New age of the Golden State's gurus

By Andrew Gumbel

The wealthy residents of Los Angeles suburbs discuss astrological readings like the weather. Photo / AP
The wealthy residents of Los Angeles suburbs discuss astrological readings like the weather. Photo / AP

Even in California, where people come to convince themselves of just about anything, it's not common for a celebrity couple on the verge of divorce to declare undying love and say they are closer now than ever.

So when actor Gwyneth Paltrow and singer Chris Martin announced their "conscious uncoupling", apparently ending their 10-year marriage but not their holiday in the Bahamas or their commitment to each other, it raised as many eyebrows here as it did on the rest of the planet.

Still, the language of their announcement - and the lengthy accompanying explanation from the "integrative healers" who guided them through the break-up - did not come as a complete surprise to people who live in the Golden State.

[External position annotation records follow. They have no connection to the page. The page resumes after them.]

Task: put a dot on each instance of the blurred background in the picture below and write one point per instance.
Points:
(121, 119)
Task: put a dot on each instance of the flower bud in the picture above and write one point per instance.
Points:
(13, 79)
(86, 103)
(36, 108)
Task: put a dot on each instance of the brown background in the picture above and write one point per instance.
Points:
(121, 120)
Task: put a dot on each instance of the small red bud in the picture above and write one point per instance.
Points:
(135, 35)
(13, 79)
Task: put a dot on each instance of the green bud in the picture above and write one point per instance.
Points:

For more than 50 years, California has played host to every imaginable form of self-realisation and spiritual enlightenment, many of them talked up by Hollywood celebrities and musicians such as Paltrow and Martin. People here may not be persuaded divorce is a positive change in the life of a couple, but they don't find the idea any stranger than, say, Shirley MacLaine's descriptions of out-of-body travel, past lives and contact with extraterrestrials.

The new age movement took off here. So did Scientology, meditation, yoga, the Krishnamurti Foundation and the modern incarnation of Madame Blavatsky's Theosophical Society. It has become so ingrained in the daily life of the thin and the affluent that the credo of self-empowerment is everywhere: people talk about living "in the moment" and "giving back to the universe", and say they are spiritual but not religious.

The advisers who coined the term "conscious uncoupling" for Paltrow and Martin fit right into that Californian tradition. Habib Sadeghi and Sherri Sami run an outfit in west Los Angeles called Be Hive of Healing. He is an osteopath and she a paediatric dentist, but the passion in their growing private practice is helping patients find balance in the familiar new age combination of mind, body and spirit.

Like their forebears, Sadeghi and Sami found success by association with celebrities, who lend credibility to their ideas and act as a promotional vehicle. Sadeghi, Paltrow wrote in the foreword of his self-published book Within earlier this year, "understands what much of modern medicine is only now beginning to explore".

That's some endorsement, especially since Sadeghi's ideas don't seem so different from ones previously advanced by Deepak Chopra and other self-realisation leaders. Everything is connected, we're all on a journey of growth, and every experience is an opportunity to learn.

Such sentiments are at the root of "conscious uncoupling": it's all about personal growth and expressing love for the process that got you there.

On the west side of Los Angeles many people - especially the divorced ones - may think Paltrow and Martin are deluded but are much more willing to accept they are sincere in their beliefs. Californians know from experience that when unlocking the mysteries of the universe, no thinking is too unconventional, no mainstream wisdom so self-evident it can't be turned on its head.

Here, near the pounding surf of Venice Beach, Santa Monica and Malibu, people discuss astrological charts like it was the weather, where offerings include the "Trusting" breakfast (three-grain tempeh scramble with vegetables, chipotle ketchup optional) and a dish called "I Am Serene", a miso kelp noodle soup.

For dabblers in new age spirituality with money to spare, there are yoga retreats in New Mexico and Baja California, and The Ashram, a fitness bootcamp in the Malibu mountains once attended by Paltrow.

For the hard core, an unaccredited institution named the University of Santa Monica offers master's degrees in spiritual psychology, described in the brochure as "the study and practice of the art and science of conscious awakening". The university was one of three institutions to which Sadeghi pledged the proceeds from his book.

The seriousness of these outlets for new age thinking varies widely. At the upper end, the ideas echo the findings of serious scientific research in medicine, psychology and other fields. At the bottom are quacks and charlatans who charge a small fortune for bottles of "oxygen-enriched" water.

One new age guru, Marianne Williamson, is running as an independent for Congress, in a district that includes Santa Monica, Malibu and Beverly Hills. As her bestselling 1997 book Healing the Soul of America proclaims, she is interested in bringing a spiritual dimension to political activism and offering a voice in Washington to what she calls the "higher consciousness community". "I just hope the public is ready for her," Deepak Chopra told the Washington Post. Presumably she can count on the vote of one G. Paltrow.

Healing exercise

"A conscious uncoupling," Habib Sadeghi and Sherri Sami explain, "is the ability to understand that every irritation and argument was a signal to look inside ourselves and identify a negative internal object that needed healing ... Conscious uncoupling brings wholeness to the spirits of both people who choose to recognise each other as their teacher."